The present study clearly addresses the second question. Body composition was assessed after 6 weeks and 12 weeks of training. While the total lean mass gains were similar between groups, the low-load group actually tended to accrue more lean mass than the moderate load group throughout the second half of the study. Since body composition was assessed via BIA, I wouldn’t recommend interpreting the reported changes as outrageously precise, and I would have loved to see direct assessments of hypertrophy (i.e., measurements muscle thickness or cross-sectional area). That said, this study does provide at least a bit of evidence to suggest that the hypertrophic effects of low-load training aren’t attenuated faster than the hypertrophic effects of moderate-load training.
The way the present study addresses the first question requires a bit more explanation. Remember, volume load was similar between the two groups. Baseline strength levels were also similar between groups. With that in mind, we can be quite confident that the moderate-load group was training quite a bit closer to failure than the low-load group. In general, you can complete greater volume loads during a set to failure with lower loads. There are bioenergetic reasons for that (with lower loads, a larger relative proportion of the ATP used for muscle contractions comes from aerobic respiration, which is virtually limitless, rather than the ATP/PCr system or anaerobic glycolysis, which are quite limited), but it’s easy to see this relationship in practice using a standard rep max equation. I constructed the table below based on the classic Epley equation (1RM = 0.033 × reps completed × weight lifted + weight lifted).

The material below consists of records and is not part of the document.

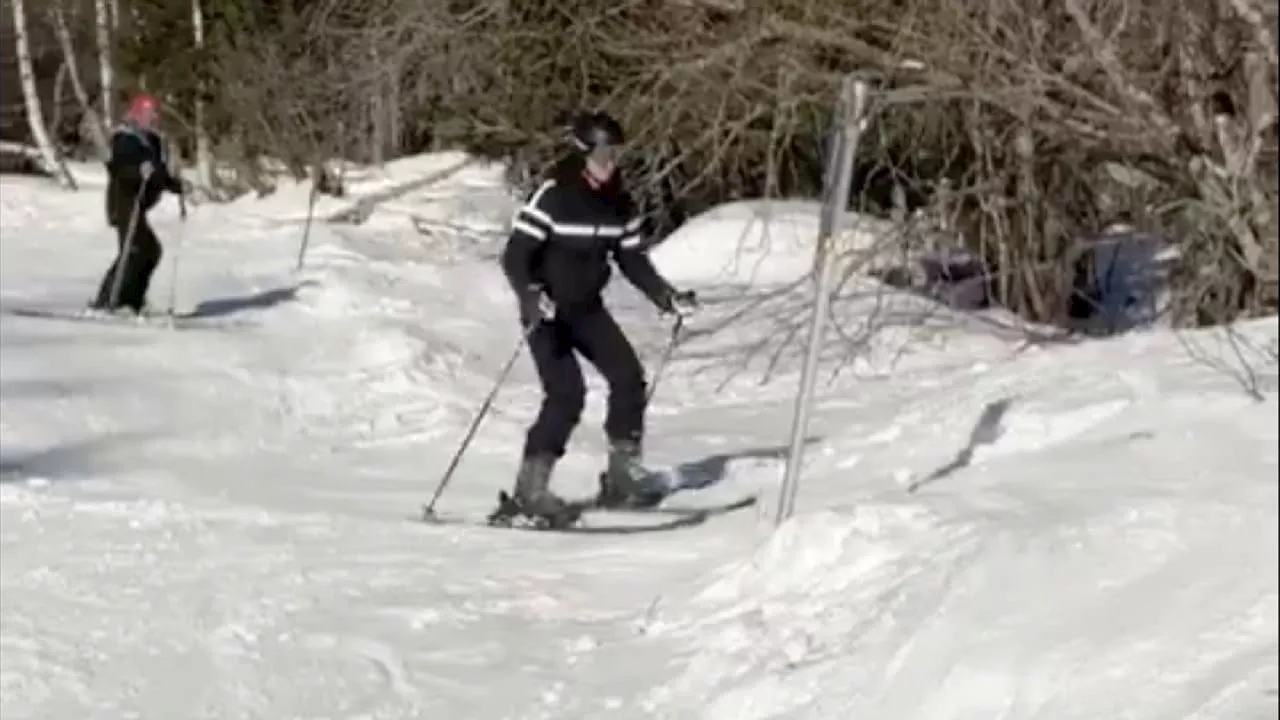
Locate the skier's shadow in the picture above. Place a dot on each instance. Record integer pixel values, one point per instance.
(222, 306)
(67, 460)
(699, 474)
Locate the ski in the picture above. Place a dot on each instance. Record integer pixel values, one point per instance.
(585, 511)
(181, 320)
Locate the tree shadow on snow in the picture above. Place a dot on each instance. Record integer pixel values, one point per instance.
(986, 431)
(711, 470)
(222, 306)
(62, 461)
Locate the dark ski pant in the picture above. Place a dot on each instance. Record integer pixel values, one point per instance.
(595, 336)
(137, 268)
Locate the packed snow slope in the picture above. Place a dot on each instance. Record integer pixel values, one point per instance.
(215, 520)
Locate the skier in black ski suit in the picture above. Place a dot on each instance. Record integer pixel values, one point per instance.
(136, 177)
(557, 260)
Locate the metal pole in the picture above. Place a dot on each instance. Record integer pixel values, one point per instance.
(851, 113)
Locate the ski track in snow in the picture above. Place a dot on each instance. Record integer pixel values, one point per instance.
(216, 522)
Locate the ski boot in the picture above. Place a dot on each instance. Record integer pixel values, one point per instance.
(533, 500)
(626, 482)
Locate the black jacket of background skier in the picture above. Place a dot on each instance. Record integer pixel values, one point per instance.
(131, 147)
(563, 238)
(128, 197)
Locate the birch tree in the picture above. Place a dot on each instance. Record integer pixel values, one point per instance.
(97, 128)
(31, 99)
(104, 19)
(204, 147)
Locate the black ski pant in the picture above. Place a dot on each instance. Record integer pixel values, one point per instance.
(556, 345)
(137, 267)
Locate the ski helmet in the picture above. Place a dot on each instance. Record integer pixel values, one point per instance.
(144, 105)
(597, 135)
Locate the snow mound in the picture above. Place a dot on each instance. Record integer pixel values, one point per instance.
(937, 605)
(754, 242)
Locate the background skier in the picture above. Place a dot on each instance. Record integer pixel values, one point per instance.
(136, 177)
(557, 261)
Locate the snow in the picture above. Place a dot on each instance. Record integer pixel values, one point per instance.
(218, 520)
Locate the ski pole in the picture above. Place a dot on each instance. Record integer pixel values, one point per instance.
(429, 509)
(177, 255)
(127, 249)
(666, 355)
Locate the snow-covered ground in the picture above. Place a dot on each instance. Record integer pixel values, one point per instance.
(216, 520)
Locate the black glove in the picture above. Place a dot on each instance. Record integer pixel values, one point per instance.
(679, 302)
(535, 306)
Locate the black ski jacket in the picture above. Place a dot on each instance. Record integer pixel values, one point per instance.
(131, 146)
(563, 237)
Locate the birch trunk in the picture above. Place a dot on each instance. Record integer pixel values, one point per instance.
(31, 99)
(204, 149)
(104, 19)
(95, 122)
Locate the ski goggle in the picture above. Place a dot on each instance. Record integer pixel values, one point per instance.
(606, 154)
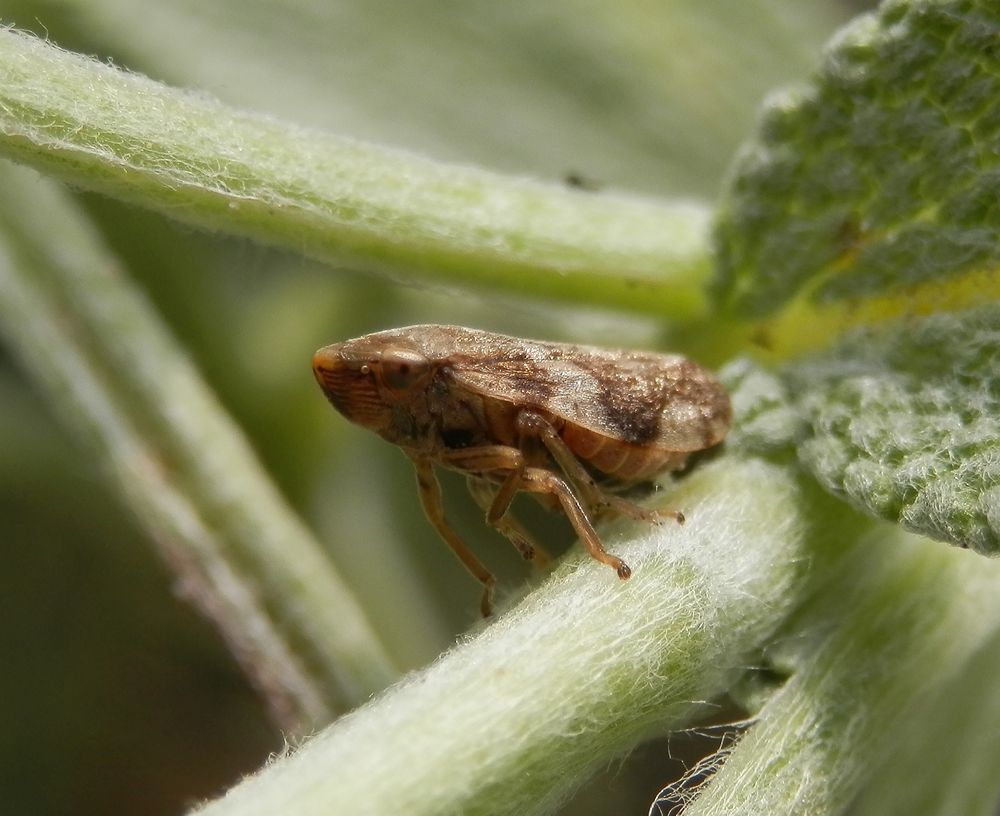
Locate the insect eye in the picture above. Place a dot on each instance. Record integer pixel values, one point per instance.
(402, 369)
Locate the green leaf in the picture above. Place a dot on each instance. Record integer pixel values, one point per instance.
(905, 422)
(872, 192)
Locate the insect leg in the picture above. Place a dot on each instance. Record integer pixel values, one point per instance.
(507, 524)
(430, 498)
(533, 424)
(491, 458)
(539, 480)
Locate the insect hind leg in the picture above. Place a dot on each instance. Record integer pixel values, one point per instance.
(599, 501)
(482, 491)
(540, 480)
(430, 498)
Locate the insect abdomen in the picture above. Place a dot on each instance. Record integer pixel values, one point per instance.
(620, 460)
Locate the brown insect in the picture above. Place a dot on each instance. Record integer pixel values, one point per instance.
(567, 423)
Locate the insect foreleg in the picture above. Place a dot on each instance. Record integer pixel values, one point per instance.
(530, 423)
(430, 498)
(482, 492)
(539, 480)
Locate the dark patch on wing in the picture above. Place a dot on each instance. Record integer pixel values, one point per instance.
(514, 379)
(632, 405)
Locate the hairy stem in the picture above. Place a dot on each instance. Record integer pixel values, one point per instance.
(348, 203)
(106, 361)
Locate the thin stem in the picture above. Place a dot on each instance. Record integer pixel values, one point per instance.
(104, 358)
(577, 673)
(912, 618)
(345, 202)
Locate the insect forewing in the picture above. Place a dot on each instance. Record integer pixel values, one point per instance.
(660, 400)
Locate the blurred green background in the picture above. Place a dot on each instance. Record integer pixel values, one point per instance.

So, volume load should be considerably greater when training with lower loads, assuming you’re performing the same number of sets and training at a similar proximity to failure. The fact the volume loads were comparable in both groups suggests that the low-load group was training quite a bit further from failure. And, logically, that makes sense. If you’re up for a bit of masochistic fun, pick any lift, load 30% of your 1RM on the bar, perform a set to failure, and note how long it takes you to complete the set. A few days later, repeat the process with 70% of your 1RM. You’ll find that it takes much longer to complete a set to failure with 30% of your 1RM. More importantly, you’ll also find that it takes longer than 30 seconds. Since the present study used circuit-based training, with each set lasting for 30 seconds, it’s likely that the moderate-load group was training quite a bit closer to failure than the low-load group. However, gains in lean mass were comparable in both groups.
Of course, caveats apply. I’d love to see this finding replicated in a study using “normal” resistance training (rather than time-based circuits) that actually quantifies proximity to failure, and takes direct measures of hypertrophy. Those caveats are the reason I’m writing about this study in a research spotlight, rather than as a primary article. However, this study does provide us at least a bit of evidence that low-load training doesn’t need to be performed to failure in order to effectively promote hypertrophy.